COMPARISON OF 406 MHz TO 121.5 MHz BEACON
Signal - 406 MHz Digital: unique identification, registration data provides information on the specific owner or aircraft
121.5 MHz Analog: no data encoded, higher false alert rate
Signal Power - 406MHz: 5 Watts pulse (strong output - 50 times stronger)
121.5 MHz: 0.1 Watts continuous (weak output - hard for satellites to detect)
Coverage - 406 MHz: Global (100% of the earth)
121.5 MHz: Regional (only 2/3 of the world is covered)
Position Accuracy - 406 MHz: Location within 1-3 NM, less than 6 square yards with GPS equipped beacons
121.5 MHz: Location within 12-15 NM (no GPS capability)
Alert Time - 406 MHz: Detection by geostationary satellites in less than 5 minutes worldwide
121.5 MHz: Waiting time for low earth orbiting satellite pass 45 minutes average
Doppler Position Ambiguity - 406 MHz: Resolution possible at first satellite pass
121.5 MHz: Two passes required to resolve position ambiguity
False Alerts - 406 MHz: 1 in 12 alerts are actual distress (low false alerts due to digital coded signals)
121.5 MHZ: Fewer than 2 in 1000 are actual distress (very high false alerts due to frequency interference)
With a 121.5/243 MHz beacon, only 1 alert out of every 500 alerts is a genuine distress situation. This has a significant effect on the resources of search and rescue (SAR) services. With 406 MHz beacons, false alerts have been considerably reduced (1 alert in 12 is genuine) and when properly registered can normally be resolved with a telephone call to the beacon owner using the encoded beacon identification. Consequently, real alerts can receive the attention they deserve.
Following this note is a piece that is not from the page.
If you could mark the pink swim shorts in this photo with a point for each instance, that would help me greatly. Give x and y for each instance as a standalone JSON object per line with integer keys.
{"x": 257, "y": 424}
When a 406 MHz beacon signal is received, SAR authorities can retrieve information from a registration database. This includes beacon owner contact information, emergency contact information, and vessel/aircraft identifying characteristics. Having this information allows SAR services to respond appropriately. Make sure your 406 MHz beacon is properly and accurately registered! To register, go to www.beaconregistration.noaa.gov.